Comment by masklinn 2 days ago

1 reply

> That's why, for example, the benchmark implements its own collections, because we want to know how fast the interpreter is. Otherwise, as you have noticed, the result is randomly influenced by how much compute a particular application can delegate to the FFI.

That sounds like the exact opposite of what I would want as a user of the language: the benchmark completely abstracts the actual behaviour of the runtime, claiming purported gains which don’t come anywhere near manifesting when trying to run actual software.

I’m not implementing my own collections when `dict` suffices, and I don’t really care that a pure python version of `re` runs faster in graal than in cpython, because I’m not using that.

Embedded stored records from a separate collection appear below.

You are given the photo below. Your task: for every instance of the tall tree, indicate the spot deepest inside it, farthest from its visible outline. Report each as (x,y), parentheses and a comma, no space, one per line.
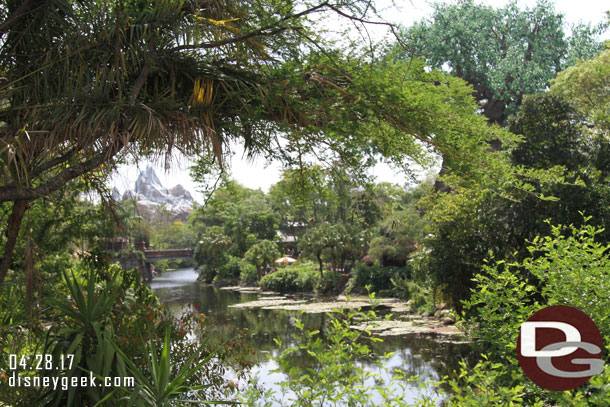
(104,77)
(83,82)
(504,52)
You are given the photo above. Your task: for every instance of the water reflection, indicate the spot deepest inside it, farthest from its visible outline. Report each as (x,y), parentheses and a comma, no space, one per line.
(412,354)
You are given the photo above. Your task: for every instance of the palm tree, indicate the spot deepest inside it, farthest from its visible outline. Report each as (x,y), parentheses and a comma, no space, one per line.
(84,82)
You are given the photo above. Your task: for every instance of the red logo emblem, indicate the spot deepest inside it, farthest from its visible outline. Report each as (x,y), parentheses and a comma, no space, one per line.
(560,348)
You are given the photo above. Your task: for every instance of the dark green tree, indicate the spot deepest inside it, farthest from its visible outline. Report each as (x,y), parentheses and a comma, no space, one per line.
(504,53)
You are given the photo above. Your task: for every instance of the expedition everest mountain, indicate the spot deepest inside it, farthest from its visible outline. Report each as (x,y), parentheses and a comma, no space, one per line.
(150,193)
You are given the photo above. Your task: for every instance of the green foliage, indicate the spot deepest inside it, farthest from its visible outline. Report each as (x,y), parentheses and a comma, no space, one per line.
(409,290)
(294,278)
(230,271)
(585,85)
(375,277)
(165,387)
(262,255)
(333,373)
(248,274)
(570,267)
(504,53)
(210,252)
(327,283)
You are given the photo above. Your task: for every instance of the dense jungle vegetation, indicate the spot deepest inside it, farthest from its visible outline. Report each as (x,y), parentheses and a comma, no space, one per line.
(506,109)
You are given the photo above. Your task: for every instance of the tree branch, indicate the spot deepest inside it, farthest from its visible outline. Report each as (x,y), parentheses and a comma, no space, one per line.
(12,193)
(255,33)
(22,10)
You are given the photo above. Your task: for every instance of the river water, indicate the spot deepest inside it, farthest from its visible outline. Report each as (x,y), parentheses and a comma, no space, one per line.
(413,354)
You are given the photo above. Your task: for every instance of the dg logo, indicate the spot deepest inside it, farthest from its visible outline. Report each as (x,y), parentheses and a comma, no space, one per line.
(560,348)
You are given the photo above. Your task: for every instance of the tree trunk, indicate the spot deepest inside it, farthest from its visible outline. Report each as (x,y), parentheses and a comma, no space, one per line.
(320,261)
(12,232)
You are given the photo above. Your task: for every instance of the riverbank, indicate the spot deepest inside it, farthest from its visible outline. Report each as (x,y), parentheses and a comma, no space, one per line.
(402,322)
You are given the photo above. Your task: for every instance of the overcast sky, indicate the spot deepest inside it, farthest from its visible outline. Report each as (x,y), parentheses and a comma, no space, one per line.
(260,174)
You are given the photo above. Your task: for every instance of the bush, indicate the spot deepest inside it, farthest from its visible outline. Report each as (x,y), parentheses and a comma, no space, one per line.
(328,283)
(229,272)
(206,274)
(302,277)
(247,274)
(409,290)
(377,277)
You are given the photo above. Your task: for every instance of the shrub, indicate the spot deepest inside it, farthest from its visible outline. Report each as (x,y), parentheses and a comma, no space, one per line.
(247,274)
(206,274)
(328,283)
(302,277)
(229,272)
(409,290)
(377,277)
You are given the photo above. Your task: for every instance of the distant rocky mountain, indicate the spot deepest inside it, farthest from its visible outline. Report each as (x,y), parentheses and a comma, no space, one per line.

So what happens is I see claims that graalpython runs 17 times faster than cpython, I try it out, it runs 6 times slower instead, and I can only conclude that graal is a worthless pile of lies and I should stop caring.

Rochus 2 days ago

If you don't know exactly what you are measuring, the measurement is worthless. We must therefore isolate the measurement subject for the measurement, and avoid uncontrollable influences as far as possible. This is how engineering works, and every engineer should also be aware of measurement errors. In addition, repeatability and falsifiability of the experiment and conclusions are required for scientific claims. The mere statement "too slow to be acceptable" or "worthless pile of lies" is not enough for this.

A measurement method does not have to represent every practical application of the measured subject. In the present case, the measurement allows a statement to be made about the performance of the interpreter (CPython) in relateion to the JIT compiler (GraalPy). Whether the technology is right for your specific application or not is another question.